The pacers followed, and the floodgates opened. A hard swoosh at Tye through the covers, a chopper-shot off his legs to Mohit Sharma, and suddenly, a full-sleeved MS Dhoni had grown half a decade younger, pulling off one-handed sixes, despite a nagging spine and a raging asking run-rate. Dhoni was holding the game by the scruff of its neck and strangling it. Simsek had been shooed away. He couldn't care less.

Just like the 'slider' though, some chinks stay.

Ashwin, having carried an animated face throughout Dhoni's shenanigans, made a re-entry into the plot. The idea was clear, make Dhoni's spastic spine stretch - hurl the full ball wide of the off stump to make him reach: he had been troubled by the delivery for a few years, and Ashwin knew it well and good.

The first ball Dhoni faced off the last over, he was offered a glance at what was in store. He seemed to be waiting though. A yorker outside off and Dhoni pounced on it, wringing it out from between backward point and short third man.

Ashwin, Barinder Sran and Yuvraj Singh were stationed, what looked like, within arm's distance of each other, at cover-point, backward point and short third man. Dhoni still managed to pierce the gap.

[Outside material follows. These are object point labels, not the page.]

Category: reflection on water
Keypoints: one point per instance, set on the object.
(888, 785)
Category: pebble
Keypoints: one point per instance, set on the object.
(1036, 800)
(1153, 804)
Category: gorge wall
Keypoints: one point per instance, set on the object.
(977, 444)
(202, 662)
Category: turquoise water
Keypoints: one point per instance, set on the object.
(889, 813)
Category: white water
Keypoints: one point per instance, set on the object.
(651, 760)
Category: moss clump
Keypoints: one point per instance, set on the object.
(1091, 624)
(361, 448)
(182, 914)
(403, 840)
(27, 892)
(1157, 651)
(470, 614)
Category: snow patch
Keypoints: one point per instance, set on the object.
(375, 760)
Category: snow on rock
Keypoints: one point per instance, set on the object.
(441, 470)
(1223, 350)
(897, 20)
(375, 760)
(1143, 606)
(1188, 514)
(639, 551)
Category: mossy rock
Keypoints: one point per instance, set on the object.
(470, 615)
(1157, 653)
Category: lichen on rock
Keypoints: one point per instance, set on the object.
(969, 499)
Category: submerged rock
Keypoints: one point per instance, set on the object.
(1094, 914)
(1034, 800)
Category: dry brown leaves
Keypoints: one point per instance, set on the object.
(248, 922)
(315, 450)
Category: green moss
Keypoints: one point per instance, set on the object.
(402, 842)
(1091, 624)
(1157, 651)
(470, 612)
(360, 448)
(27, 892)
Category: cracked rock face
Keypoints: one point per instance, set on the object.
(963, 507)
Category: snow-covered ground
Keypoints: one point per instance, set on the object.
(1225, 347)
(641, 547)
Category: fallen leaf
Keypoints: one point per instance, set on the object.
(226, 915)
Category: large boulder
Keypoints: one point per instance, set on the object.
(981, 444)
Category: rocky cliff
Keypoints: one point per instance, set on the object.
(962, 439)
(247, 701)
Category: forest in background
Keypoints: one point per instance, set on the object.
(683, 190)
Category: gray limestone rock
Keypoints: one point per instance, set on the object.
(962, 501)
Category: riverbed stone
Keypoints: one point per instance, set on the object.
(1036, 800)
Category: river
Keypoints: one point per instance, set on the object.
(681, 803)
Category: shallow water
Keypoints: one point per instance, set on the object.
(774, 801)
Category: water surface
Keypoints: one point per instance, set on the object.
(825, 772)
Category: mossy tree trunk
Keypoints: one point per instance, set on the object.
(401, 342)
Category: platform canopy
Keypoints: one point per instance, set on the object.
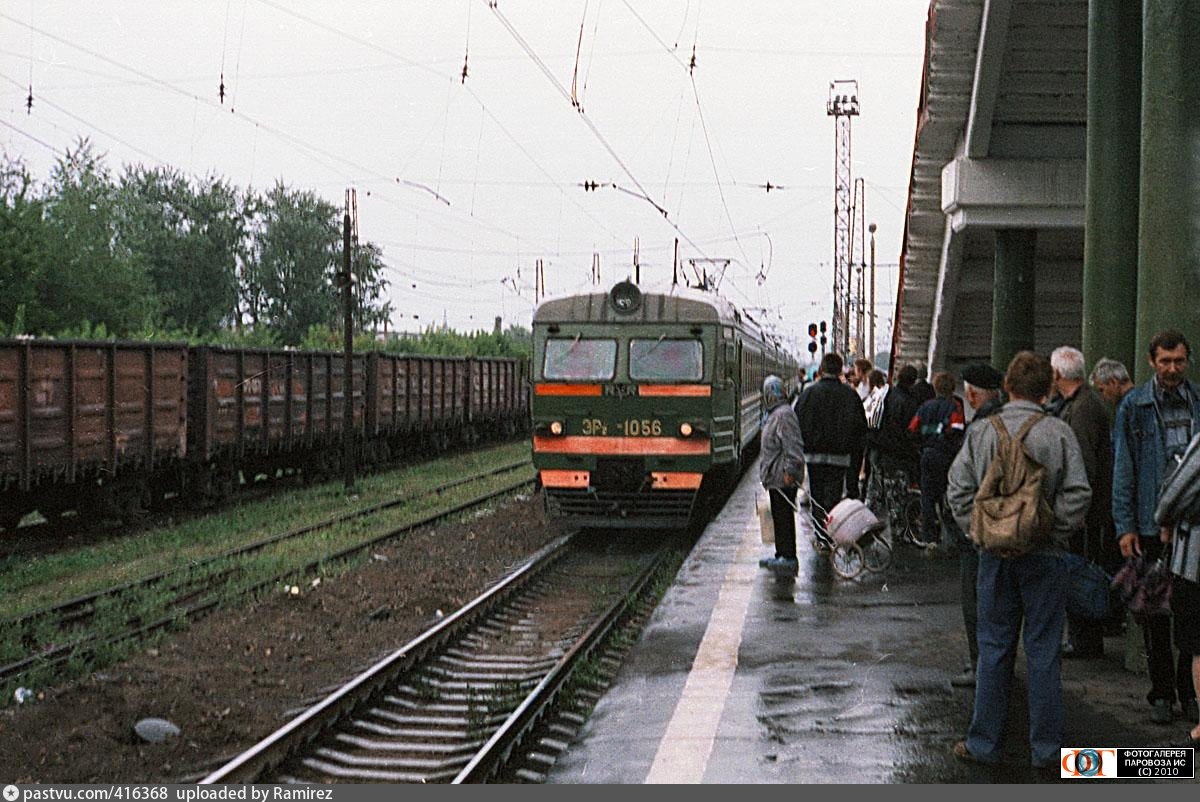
(1000, 147)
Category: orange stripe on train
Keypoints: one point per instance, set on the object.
(619, 446)
(676, 480)
(565, 478)
(567, 389)
(676, 389)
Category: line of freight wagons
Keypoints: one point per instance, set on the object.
(108, 429)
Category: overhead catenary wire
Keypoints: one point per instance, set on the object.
(587, 120)
(321, 155)
(700, 109)
(424, 67)
(29, 136)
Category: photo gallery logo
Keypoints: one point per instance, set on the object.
(1089, 762)
(1146, 762)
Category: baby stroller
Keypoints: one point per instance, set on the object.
(851, 534)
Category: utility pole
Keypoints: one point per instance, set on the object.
(675, 265)
(843, 105)
(871, 228)
(348, 348)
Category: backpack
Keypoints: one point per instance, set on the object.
(1011, 515)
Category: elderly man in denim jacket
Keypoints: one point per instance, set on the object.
(1153, 425)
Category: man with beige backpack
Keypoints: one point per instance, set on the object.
(1019, 488)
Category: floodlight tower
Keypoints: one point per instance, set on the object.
(843, 106)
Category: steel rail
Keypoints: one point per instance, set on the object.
(275, 748)
(490, 760)
(61, 653)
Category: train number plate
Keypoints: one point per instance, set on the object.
(641, 428)
(629, 428)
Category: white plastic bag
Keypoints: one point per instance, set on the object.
(766, 522)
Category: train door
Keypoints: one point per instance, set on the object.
(738, 394)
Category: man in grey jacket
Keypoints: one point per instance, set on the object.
(781, 472)
(1030, 586)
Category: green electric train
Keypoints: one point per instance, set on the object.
(640, 400)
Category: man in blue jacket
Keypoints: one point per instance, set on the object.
(1153, 426)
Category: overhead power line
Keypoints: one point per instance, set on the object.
(587, 120)
(321, 155)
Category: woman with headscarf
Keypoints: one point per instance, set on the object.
(781, 472)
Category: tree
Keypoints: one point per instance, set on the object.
(85, 276)
(22, 245)
(189, 239)
(370, 309)
(297, 249)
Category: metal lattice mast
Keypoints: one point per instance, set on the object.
(843, 106)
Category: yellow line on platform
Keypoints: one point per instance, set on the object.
(685, 747)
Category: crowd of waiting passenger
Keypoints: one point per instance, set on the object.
(1115, 470)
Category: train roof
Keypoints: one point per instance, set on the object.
(675, 304)
(661, 304)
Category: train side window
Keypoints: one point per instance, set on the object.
(580, 359)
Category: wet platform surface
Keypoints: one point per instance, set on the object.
(743, 677)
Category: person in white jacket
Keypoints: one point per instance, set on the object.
(781, 472)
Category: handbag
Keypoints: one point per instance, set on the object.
(1145, 587)
(1087, 588)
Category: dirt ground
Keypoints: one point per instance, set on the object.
(238, 675)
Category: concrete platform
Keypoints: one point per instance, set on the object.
(743, 677)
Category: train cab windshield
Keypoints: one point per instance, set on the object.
(580, 359)
(672, 360)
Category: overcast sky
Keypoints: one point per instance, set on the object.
(465, 184)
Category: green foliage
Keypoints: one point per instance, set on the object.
(443, 342)
(157, 255)
(189, 239)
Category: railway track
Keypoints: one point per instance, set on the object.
(190, 591)
(473, 698)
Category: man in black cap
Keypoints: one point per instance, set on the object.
(982, 389)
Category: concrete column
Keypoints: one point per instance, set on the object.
(1169, 233)
(1114, 131)
(1013, 299)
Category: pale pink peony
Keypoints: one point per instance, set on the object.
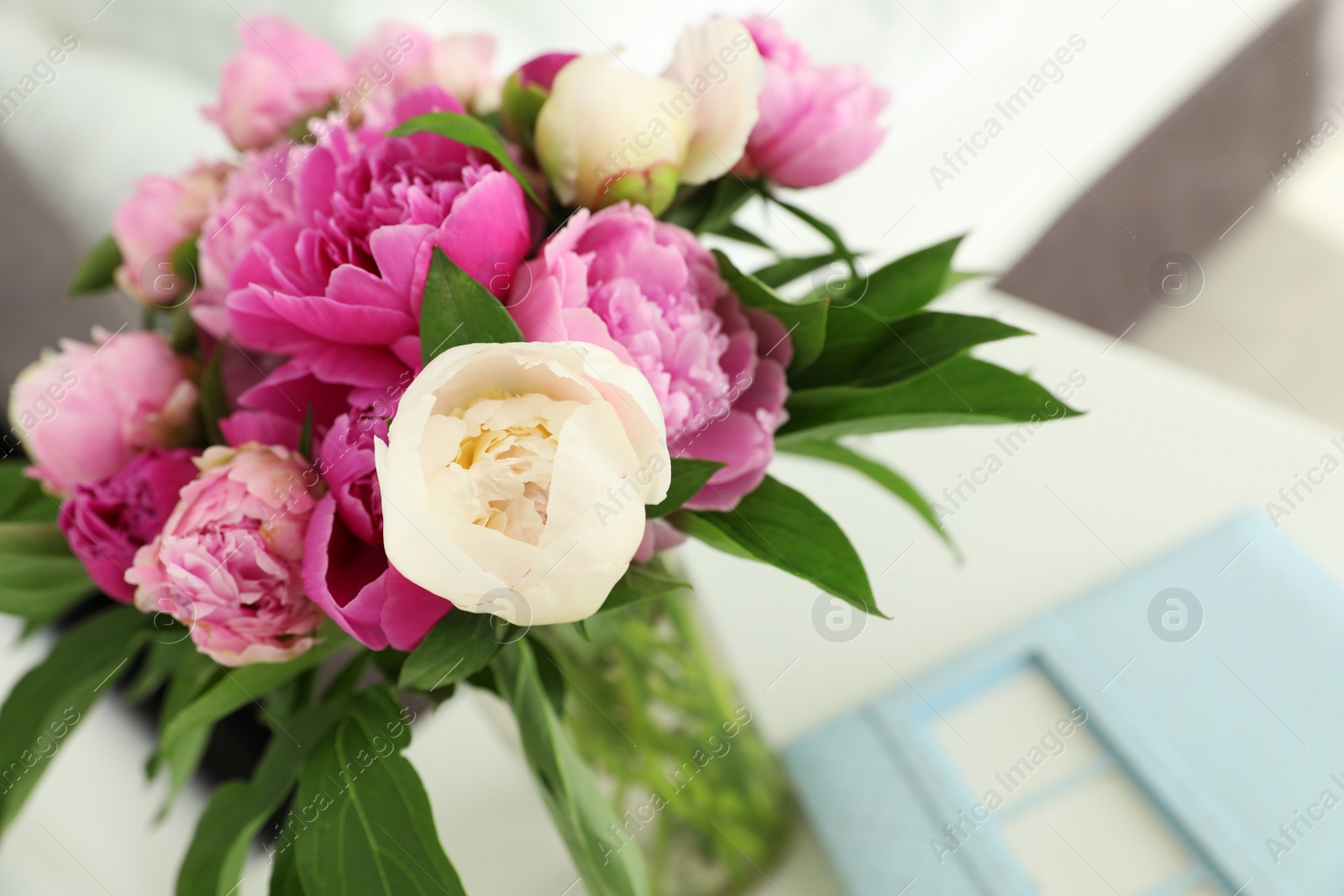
(255, 196)
(346, 569)
(85, 411)
(108, 521)
(159, 217)
(649, 291)
(816, 123)
(401, 58)
(281, 76)
(335, 282)
(228, 563)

Not even a shade amused, Ashwin refused to give any leeway, dragging Sran back to deep backward point. Mohit Sharma had clear instructions, and he did not question them. Out came the yorker, away from the radar of Dhoni's swinging Mjolnir, again and again. And again.

Dhoni flinched. The poking on the sides had finally worked. He grimaced, having missed out on the fourth delivery of the final over. Until then, we were cruising in the early 2010s - one delivery pulled us back to 2018. Ashwin must have smiled.

For consolation, (ah yes, for the net run-rate), and also for his own love of that habit of his, he swung the last ball into the cheers. But it was a seemingly detached-looking stroke, a six to long on, effected like a boring chore, a ritual that has a far better place in Indian cricket's history. Dhoni, the batsman, had redeemed himself until the finishing line, but the finisher himself had stumbled and fallen, just short.

It ended with a six. And him, on the losing side.